L’été est propice aux lectures et s’il n’y avait qu’un livre à lire cette année en économie, c’est celui de l’économiste français Thomas Piketty intitulé Le Capital au 21e siècle.

Le livre a encore fait plus de bruit depuis qu’il a été édité en anglais et ce jeune économiste français est devenu la coqueluche des médias américains. La raison en est simple: lorsqu’on écoute les économistes américains, ils disent souvent que malgré tous ses défauts, la société américaine permet encore le rêve américain. Autrement dit, c’est le pays où l’ascenseur social fonctionnerait le mieux, le pays où le talent et le mérite seraient le mieux récompensé. Sauf que Piketty, en plusieurs centaines de pages, avec des tas de tableaux et graphiques historiques, démontre que c’est totalement faux !

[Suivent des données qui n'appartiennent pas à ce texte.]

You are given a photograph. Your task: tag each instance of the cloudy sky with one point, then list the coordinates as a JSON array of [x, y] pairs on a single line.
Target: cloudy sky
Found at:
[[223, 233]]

Primo, si c’était sans doute le cas hier, ce n’est plus le cas aujourd’hui. Sinon comment expliquer, pour ne donner qu’un seul exemple (1), que les 25 gestionnaires de fonds d’investissement parmi les mieux rémunérés aux Etats-Unis ont gagné en 2013 environ 16 milliards d’euros, soit plus de deux fois le revenu cumulé de 150.000 enseignants de maternelle aux Etats-Unis. Donc, si la rétribution sociale est uniquement fonction des mérites des uns et des autres, comme le disent ces économistes, cela voudrait dire qu’un gestionnaire de fonds d’investissement vaut… 17.000 professeurs d’école maternelle ! Est-ce l’avis des parents ou des professeurs ? La question mérite d’être posée !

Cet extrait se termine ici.